Abstract

Results from five field experiments, designed to evaluate the response of several soybean cultivars to planting arrangement, and conducted at two locations in south-eastern Queensland during 1967–1972, are reported. Response to planting arrangement varied depending on cultivar maturity type, planting date, and availability of moisture during growth. Averaged over cultivars and planting arrangements, seed yields for irrigated soybeans were highest for December plantings, and declined as planting was delayed. A cultivar x planting date interaction was apparent. For December planting dates, yields of all cultivars were generally highest in 50.8 cm rows.
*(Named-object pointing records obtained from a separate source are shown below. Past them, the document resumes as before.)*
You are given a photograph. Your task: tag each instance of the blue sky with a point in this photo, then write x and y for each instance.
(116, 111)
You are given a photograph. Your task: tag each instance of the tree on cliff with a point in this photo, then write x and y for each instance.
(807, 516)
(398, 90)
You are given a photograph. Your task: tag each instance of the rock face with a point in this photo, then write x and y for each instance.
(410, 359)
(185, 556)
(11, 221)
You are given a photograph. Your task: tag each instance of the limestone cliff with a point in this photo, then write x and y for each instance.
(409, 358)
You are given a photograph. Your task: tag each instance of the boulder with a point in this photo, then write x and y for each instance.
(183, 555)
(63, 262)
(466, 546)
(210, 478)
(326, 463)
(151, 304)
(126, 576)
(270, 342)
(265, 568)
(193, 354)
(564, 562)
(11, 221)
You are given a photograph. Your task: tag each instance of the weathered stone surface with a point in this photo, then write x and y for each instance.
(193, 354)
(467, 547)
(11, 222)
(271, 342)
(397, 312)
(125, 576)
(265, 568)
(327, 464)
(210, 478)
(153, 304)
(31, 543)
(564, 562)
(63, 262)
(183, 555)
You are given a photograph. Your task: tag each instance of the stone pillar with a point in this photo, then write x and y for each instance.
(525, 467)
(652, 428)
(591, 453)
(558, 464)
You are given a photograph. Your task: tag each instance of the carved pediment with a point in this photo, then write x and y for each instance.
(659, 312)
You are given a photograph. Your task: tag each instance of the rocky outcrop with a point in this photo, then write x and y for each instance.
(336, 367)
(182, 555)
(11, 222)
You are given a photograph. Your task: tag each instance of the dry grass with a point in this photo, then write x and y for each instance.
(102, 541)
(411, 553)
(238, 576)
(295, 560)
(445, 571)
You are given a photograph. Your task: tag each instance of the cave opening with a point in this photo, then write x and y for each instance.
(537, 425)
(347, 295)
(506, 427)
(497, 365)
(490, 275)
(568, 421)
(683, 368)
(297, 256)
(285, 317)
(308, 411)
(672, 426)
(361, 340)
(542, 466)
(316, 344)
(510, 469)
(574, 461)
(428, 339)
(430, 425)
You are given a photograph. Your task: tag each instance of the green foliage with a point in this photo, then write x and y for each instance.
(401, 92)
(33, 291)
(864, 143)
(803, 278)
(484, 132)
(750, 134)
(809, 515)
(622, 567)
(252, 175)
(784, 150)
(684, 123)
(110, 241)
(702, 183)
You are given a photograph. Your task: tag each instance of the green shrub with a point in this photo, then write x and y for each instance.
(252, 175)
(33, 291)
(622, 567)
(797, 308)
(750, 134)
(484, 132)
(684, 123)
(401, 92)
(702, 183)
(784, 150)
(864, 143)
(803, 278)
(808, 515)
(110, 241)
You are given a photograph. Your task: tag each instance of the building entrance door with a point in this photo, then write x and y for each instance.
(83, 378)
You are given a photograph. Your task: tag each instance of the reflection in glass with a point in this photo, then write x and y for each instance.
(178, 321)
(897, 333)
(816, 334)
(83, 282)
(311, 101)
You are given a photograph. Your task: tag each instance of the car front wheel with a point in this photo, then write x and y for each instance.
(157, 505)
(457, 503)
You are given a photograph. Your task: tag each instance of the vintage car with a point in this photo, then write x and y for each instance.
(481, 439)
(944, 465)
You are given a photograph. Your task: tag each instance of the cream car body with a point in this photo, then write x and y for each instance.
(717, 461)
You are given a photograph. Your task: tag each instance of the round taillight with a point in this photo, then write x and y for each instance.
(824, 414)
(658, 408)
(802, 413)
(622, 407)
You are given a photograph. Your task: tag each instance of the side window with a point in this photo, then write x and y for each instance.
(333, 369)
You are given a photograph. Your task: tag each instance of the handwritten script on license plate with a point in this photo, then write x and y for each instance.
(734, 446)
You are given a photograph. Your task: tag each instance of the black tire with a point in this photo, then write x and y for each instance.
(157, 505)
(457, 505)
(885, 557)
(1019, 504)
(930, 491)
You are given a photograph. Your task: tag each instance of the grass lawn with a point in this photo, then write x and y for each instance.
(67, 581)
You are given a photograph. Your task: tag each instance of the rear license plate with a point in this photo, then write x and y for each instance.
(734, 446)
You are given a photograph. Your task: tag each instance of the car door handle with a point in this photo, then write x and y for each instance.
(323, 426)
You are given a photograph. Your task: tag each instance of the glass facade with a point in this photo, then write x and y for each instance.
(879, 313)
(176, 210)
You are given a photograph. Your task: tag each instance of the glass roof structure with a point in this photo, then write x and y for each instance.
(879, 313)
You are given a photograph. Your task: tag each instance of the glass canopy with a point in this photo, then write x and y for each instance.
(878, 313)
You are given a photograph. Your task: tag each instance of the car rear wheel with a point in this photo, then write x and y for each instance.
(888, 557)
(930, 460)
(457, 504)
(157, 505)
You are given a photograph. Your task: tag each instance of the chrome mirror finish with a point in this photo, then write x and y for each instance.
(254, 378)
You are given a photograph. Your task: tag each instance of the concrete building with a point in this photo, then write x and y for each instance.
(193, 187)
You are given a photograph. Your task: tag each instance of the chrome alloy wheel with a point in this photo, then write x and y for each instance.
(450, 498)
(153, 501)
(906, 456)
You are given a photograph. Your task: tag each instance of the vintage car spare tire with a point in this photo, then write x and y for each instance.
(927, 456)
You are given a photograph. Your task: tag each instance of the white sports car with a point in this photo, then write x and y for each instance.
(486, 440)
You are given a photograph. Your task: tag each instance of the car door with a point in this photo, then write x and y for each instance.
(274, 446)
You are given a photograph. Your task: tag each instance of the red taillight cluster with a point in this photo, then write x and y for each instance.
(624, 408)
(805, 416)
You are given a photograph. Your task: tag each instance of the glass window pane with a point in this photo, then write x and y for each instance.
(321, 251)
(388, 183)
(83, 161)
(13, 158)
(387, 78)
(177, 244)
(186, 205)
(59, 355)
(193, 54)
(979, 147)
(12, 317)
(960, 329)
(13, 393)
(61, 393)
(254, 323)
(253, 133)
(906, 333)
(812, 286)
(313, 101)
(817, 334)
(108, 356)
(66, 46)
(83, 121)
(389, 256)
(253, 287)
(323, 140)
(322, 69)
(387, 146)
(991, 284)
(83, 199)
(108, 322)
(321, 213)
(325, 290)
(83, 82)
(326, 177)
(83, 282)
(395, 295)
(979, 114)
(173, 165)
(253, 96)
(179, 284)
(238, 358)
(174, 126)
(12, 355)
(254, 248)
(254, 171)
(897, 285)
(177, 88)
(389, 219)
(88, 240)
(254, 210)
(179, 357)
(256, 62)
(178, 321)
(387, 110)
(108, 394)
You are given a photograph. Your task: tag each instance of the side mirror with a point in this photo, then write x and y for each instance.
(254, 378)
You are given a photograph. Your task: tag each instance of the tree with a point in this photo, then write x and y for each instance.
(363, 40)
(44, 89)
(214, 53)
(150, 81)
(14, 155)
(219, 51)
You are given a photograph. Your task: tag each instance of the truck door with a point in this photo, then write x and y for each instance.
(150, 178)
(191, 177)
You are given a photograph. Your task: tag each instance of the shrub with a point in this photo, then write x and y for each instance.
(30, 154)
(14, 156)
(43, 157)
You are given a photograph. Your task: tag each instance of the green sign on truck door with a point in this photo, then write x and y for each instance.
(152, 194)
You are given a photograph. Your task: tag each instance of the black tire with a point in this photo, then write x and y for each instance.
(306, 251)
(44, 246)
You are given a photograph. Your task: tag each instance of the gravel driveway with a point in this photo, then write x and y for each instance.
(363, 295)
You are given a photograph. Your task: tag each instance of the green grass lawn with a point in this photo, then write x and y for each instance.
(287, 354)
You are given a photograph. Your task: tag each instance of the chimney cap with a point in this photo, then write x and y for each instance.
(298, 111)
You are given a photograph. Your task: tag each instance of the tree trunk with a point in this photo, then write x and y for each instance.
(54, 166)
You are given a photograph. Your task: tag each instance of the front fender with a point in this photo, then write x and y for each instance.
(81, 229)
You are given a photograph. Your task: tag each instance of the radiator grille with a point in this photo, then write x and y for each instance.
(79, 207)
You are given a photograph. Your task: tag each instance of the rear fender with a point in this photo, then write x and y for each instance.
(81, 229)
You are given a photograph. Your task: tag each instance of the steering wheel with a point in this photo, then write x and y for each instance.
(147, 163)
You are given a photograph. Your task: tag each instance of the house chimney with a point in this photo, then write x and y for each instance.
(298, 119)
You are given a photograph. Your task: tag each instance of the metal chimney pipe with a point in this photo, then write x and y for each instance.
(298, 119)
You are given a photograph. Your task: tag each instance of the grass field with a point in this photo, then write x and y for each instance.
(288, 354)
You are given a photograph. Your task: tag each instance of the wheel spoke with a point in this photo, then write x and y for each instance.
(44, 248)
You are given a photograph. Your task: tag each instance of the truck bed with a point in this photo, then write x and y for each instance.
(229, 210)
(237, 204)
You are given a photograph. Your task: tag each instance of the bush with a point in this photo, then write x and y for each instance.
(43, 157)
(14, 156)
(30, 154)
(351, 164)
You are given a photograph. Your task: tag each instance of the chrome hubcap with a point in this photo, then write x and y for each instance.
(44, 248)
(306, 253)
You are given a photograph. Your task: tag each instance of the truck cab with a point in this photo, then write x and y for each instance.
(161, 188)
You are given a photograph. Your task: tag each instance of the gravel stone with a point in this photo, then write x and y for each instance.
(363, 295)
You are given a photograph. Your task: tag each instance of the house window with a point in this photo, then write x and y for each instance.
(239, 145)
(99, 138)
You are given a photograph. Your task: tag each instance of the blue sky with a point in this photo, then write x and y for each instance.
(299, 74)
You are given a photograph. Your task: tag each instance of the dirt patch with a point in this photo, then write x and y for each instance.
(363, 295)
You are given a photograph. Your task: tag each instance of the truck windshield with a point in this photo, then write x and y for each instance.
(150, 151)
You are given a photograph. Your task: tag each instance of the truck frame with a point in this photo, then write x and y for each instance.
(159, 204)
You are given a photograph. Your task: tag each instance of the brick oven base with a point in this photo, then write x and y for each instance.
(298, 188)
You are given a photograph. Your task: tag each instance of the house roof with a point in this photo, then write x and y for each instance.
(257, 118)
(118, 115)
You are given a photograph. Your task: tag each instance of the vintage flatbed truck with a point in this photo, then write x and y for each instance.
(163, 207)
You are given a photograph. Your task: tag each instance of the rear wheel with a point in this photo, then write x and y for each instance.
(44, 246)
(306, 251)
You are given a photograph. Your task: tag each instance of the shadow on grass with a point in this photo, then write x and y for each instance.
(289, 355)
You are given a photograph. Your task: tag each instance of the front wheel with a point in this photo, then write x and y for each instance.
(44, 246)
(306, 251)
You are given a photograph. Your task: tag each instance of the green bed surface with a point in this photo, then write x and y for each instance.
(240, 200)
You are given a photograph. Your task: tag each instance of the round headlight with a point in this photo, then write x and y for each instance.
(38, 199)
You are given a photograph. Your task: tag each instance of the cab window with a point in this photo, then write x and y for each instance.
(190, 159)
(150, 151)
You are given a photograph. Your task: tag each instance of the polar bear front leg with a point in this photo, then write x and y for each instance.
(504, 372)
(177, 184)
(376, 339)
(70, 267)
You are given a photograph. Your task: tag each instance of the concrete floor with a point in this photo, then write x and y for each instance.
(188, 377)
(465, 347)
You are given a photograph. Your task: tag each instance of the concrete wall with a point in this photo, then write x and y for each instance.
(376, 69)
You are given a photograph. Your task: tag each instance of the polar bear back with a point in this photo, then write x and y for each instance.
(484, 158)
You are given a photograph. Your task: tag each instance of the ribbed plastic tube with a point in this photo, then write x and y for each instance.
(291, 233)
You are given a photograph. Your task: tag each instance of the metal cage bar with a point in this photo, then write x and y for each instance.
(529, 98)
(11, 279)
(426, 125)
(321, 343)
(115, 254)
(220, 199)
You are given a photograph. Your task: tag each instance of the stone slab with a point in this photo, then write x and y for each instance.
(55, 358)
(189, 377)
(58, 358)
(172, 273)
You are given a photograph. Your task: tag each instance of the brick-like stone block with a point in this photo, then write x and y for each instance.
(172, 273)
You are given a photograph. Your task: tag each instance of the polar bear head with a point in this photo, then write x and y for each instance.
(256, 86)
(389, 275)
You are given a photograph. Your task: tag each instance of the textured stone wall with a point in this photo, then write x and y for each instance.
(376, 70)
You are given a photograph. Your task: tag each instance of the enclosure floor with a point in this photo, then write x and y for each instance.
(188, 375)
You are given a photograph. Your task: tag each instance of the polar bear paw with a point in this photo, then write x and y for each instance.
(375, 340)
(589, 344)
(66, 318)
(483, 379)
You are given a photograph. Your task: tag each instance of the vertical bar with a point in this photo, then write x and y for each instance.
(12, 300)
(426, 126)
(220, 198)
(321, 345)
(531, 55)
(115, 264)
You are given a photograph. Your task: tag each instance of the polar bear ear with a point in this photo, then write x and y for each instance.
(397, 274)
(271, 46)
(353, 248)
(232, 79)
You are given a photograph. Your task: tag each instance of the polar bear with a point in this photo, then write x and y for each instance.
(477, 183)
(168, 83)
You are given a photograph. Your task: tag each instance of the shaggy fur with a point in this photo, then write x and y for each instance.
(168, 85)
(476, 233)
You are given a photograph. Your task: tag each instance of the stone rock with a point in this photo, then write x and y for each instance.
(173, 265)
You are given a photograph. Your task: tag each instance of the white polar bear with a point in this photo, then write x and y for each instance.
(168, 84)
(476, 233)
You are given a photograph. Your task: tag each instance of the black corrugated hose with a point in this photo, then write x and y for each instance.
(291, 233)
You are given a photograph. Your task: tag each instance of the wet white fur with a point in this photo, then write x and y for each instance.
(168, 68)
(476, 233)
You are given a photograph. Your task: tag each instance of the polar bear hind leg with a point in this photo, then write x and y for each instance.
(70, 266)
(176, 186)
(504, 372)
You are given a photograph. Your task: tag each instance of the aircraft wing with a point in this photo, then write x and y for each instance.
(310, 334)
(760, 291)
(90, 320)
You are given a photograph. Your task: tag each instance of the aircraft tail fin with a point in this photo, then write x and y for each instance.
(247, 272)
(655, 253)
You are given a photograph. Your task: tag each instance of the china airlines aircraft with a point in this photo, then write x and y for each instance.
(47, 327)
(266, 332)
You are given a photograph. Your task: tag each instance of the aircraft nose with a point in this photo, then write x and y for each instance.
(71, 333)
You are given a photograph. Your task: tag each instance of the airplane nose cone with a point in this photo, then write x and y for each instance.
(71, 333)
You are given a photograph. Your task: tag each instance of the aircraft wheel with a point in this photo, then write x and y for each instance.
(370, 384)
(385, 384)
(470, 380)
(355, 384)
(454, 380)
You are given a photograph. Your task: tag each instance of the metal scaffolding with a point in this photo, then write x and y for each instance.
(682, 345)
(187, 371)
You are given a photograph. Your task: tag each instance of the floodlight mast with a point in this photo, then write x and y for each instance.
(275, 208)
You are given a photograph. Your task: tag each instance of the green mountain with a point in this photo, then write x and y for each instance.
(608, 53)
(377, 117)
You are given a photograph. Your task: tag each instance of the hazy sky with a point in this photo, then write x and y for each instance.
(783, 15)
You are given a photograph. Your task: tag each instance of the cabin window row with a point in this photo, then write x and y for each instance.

A cultivar x plant population interaction occurred, with yields of the later-maturing cultivars maximized at lower plant population levels than for the earlier cultivars. When the planting date was delayed beyond December, yields of all cultivars were maximized in narrow row-high density treatments. Yields of the narrow row-high density late plantings were equivalent to, and in the case of the late-maturing cultivars, greater than, the highest December yields. Wide row widths (101 .6 cm) were consistently lower-yielding, regardless of cultivar and planting date. Seed yields were reduced substantially by periods of severe moisture stress during growth. The relative performance of cultivars of differing phenology depended primarily on the coincidence of periods of severe stress with critical stages of development, viz. pod and seed development. In the environments involving periods of severe moisture stress, seed yields were maximized in row widths narrower than 50.8 cm, and at the lowest plant populations used (c. 95,000 plants per ha). Such treatments most closely approached low density-equidistant spacings in these studies.